2025-04-21 6 min read

I Built Two Data Projects from Scratch. Here Is What the Tutorials Didn't Tell Me.

#Data Science#Learnings#Python#Personal

There is a specific feeling you get when you finish a coding tutorial. You feel powerful. You feel like you can take on any dataset in the world because, in the tutorial, the data was perfect. The CSVs loaded without errors. The columns were named logically. The correlations were obvious.

Then I tried to build something on my own, and that feeling evaporated immediately.

Over the last few weeks, I built two end-to-end projects. The first was an analysis of Brazilian E-commerce logistics (Olist), and the second was a predictive model for Mental Health in the Tech Industry.

These weren't just exercises in typing Python syntax. They were exercises in frustration, debugging, and eventually, realization. I learned more about the actual job of a data scientist in these two projects than I did in months of watching videos.

Here is the detailed breakdown of what I actually learned.

1. The "Gender" Column Nightmare (Data Cleaning is 80% of the Job)

We all hear the cliché that data cleaning is 80% of the work. I thought that meant handling a few NaN values or dropping a duplicate row.

Then I opened the Mental Health in Tech dataset.

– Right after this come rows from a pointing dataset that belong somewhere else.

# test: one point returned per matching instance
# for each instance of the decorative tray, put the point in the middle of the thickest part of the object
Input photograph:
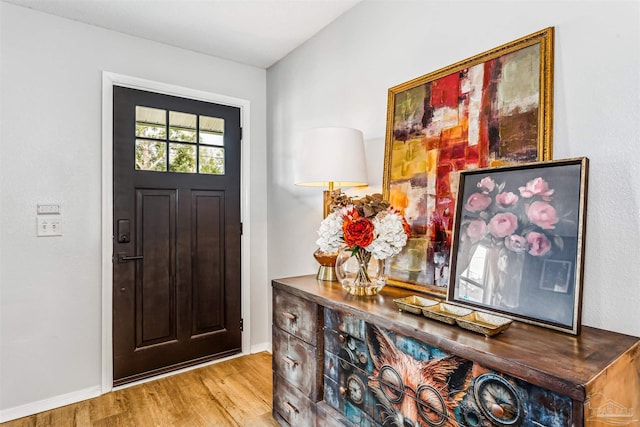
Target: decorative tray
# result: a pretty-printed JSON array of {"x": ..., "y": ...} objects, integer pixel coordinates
[
  {"x": 414, "y": 304},
  {"x": 447, "y": 313},
  {"x": 484, "y": 323}
]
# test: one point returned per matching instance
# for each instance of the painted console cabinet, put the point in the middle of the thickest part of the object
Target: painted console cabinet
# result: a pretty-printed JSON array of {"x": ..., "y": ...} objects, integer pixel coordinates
[{"x": 340, "y": 360}]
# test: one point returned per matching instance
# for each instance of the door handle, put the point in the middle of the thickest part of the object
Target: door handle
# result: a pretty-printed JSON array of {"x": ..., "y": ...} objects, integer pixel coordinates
[{"x": 123, "y": 257}]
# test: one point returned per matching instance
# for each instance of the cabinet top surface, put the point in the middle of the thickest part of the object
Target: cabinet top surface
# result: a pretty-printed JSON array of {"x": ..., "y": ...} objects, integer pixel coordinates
[{"x": 553, "y": 359}]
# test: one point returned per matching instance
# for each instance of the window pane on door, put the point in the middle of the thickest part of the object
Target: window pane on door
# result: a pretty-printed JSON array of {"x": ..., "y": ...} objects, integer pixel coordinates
[
  {"x": 151, "y": 155},
  {"x": 182, "y": 126},
  {"x": 182, "y": 158},
  {"x": 211, "y": 131},
  {"x": 211, "y": 160},
  {"x": 151, "y": 123}
]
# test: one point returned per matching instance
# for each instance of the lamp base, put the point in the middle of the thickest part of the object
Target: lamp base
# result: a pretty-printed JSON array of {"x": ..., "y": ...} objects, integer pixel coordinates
[
  {"x": 327, "y": 273},
  {"x": 327, "y": 262}
]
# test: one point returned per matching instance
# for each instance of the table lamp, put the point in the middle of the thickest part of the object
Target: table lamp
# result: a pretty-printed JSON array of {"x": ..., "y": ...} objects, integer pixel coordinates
[{"x": 331, "y": 157}]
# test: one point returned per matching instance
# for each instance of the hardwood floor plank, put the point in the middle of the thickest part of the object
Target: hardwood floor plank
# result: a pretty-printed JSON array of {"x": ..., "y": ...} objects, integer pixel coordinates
[{"x": 236, "y": 392}]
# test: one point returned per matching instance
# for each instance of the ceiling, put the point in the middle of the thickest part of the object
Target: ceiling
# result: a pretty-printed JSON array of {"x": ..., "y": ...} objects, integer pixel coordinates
[{"x": 252, "y": 32}]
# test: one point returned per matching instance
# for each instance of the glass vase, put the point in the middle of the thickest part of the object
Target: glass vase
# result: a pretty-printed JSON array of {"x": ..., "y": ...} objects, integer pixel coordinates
[{"x": 359, "y": 273}]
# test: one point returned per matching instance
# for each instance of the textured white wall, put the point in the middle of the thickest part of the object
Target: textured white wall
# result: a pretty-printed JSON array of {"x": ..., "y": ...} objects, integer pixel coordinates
[
  {"x": 341, "y": 78},
  {"x": 51, "y": 98}
]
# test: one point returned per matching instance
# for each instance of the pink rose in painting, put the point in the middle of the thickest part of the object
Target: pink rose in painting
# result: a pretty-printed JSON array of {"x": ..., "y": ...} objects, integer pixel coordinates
[
  {"x": 503, "y": 224},
  {"x": 537, "y": 187},
  {"x": 477, "y": 202},
  {"x": 542, "y": 214},
  {"x": 487, "y": 184},
  {"x": 538, "y": 243},
  {"x": 507, "y": 199},
  {"x": 516, "y": 243},
  {"x": 476, "y": 230}
]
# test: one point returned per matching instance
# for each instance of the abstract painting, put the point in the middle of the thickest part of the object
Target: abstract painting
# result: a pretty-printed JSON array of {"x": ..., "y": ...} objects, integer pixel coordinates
[{"x": 489, "y": 110}]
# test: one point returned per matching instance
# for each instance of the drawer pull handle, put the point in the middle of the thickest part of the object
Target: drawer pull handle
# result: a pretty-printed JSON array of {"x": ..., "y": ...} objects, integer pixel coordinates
[
  {"x": 289, "y": 361},
  {"x": 289, "y": 316},
  {"x": 291, "y": 408},
  {"x": 343, "y": 392}
]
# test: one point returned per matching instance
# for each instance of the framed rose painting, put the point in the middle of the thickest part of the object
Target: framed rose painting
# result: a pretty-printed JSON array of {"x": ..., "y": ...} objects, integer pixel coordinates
[
  {"x": 489, "y": 110},
  {"x": 518, "y": 242}
]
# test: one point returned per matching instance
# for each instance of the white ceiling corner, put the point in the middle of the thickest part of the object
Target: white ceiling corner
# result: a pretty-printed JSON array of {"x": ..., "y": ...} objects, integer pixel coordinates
[{"x": 252, "y": 32}]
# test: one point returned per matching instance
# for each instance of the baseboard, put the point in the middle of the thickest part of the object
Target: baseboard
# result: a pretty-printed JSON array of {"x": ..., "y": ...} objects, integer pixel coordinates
[
  {"x": 48, "y": 404},
  {"x": 257, "y": 348}
]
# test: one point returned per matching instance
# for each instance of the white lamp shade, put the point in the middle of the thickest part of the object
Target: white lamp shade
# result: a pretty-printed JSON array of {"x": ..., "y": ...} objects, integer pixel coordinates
[{"x": 334, "y": 154}]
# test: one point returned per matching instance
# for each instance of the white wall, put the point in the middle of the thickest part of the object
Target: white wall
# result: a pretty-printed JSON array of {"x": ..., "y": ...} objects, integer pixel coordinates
[
  {"x": 51, "y": 98},
  {"x": 341, "y": 78}
]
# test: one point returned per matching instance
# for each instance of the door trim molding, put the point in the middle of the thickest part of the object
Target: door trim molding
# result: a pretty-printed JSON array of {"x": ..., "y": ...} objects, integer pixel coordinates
[{"x": 109, "y": 80}]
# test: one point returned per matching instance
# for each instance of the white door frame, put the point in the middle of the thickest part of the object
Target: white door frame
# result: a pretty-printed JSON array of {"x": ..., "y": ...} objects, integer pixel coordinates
[{"x": 108, "y": 81}]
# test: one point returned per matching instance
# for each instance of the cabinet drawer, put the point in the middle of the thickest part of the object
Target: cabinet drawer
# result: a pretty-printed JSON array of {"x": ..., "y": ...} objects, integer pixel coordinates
[
  {"x": 295, "y": 315},
  {"x": 329, "y": 417},
  {"x": 292, "y": 405},
  {"x": 297, "y": 362}
]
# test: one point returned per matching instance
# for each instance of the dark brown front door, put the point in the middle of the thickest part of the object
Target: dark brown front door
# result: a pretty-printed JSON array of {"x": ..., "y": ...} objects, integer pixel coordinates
[{"x": 176, "y": 243}]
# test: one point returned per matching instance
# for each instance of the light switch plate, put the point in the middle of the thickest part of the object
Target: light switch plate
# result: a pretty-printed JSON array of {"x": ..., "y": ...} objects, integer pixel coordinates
[
  {"x": 48, "y": 209},
  {"x": 49, "y": 226}
]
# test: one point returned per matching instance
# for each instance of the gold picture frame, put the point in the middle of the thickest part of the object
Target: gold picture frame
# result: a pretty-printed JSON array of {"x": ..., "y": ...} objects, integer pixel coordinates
[{"x": 493, "y": 109}]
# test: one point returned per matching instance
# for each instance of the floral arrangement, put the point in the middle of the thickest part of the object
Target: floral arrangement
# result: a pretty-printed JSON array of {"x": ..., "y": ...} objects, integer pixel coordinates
[
  {"x": 367, "y": 226},
  {"x": 521, "y": 222}
]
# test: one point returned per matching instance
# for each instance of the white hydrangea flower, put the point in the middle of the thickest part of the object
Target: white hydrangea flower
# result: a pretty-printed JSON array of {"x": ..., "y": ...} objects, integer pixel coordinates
[
  {"x": 330, "y": 232},
  {"x": 390, "y": 236}
]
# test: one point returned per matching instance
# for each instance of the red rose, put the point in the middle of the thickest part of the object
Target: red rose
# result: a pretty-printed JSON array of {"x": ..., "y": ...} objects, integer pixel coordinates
[{"x": 358, "y": 231}]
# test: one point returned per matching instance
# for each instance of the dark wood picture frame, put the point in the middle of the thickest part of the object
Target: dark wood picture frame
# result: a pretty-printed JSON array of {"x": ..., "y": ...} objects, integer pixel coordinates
[{"x": 518, "y": 242}]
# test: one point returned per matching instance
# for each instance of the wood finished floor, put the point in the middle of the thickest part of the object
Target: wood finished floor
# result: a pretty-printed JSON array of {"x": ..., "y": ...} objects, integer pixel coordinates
[{"x": 237, "y": 392}]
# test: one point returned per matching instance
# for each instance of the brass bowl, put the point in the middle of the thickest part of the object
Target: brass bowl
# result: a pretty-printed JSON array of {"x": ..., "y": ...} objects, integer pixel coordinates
[
  {"x": 447, "y": 313},
  {"x": 414, "y": 304},
  {"x": 484, "y": 323}
]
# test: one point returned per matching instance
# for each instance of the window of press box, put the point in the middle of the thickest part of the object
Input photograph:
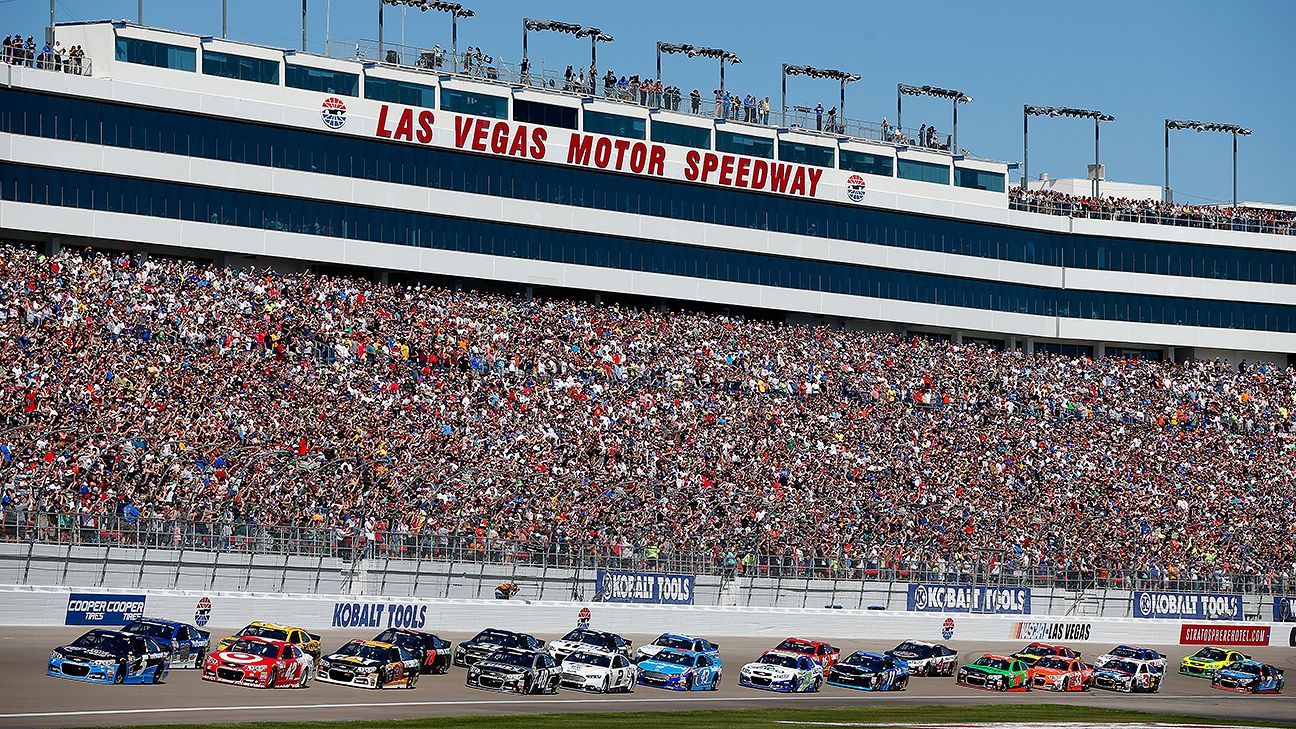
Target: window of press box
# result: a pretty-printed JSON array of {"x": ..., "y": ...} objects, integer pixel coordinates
[
  {"x": 977, "y": 179},
  {"x": 399, "y": 92},
  {"x": 476, "y": 104},
  {"x": 161, "y": 55},
  {"x": 866, "y": 162},
  {"x": 747, "y": 144},
  {"x": 924, "y": 171},
  {"x": 243, "y": 68},
  {"x": 683, "y": 135},
  {"x": 806, "y": 153},
  {"x": 614, "y": 125},
  {"x": 547, "y": 114},
  {"x": 323, "y": 81}
]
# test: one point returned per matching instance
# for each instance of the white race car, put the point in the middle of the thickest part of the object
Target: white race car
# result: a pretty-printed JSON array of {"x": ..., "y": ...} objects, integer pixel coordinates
[
  {"x": 599, "y": 672},
  {"x": 927, "y": 659},
  {"x": 779, "y": 671},
  {"x": 587, "y": 640}
]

I wanted to see if gender played a role in how likely someone was to seek treatment. I expected the Gender column to contain maybe three or four distinct values. Instead, because the survey used a free-text field, I found dozens of different variations.

I didn't just see "Male" and "Female." I saw:

  • "male-ish"
  • "something kinda male?"
  • "Cis Male"
  • "fluid"
  • "Agender"
  • "Guy (-ish) ^_^"

If I had blindly tossed this into a machine learning model, the algorithm would have treated "Male" and "male" as two completely different genders. It would have seen "Guy (-ish)" as a statistical outlier rather than a human being.

I had to write a custom normalization loop. I created lists of strings that mapped to standard categories—Male, Female, and Trans. I had to make judgment calls on how to group them.

The Lesson: Algorithms are stupid. They don't understand context. If you don't get your hands dirty and read the actual rows of data, your fancy Random Forest model is going to output nonsense. You cannot automate understanding the humans behind the data.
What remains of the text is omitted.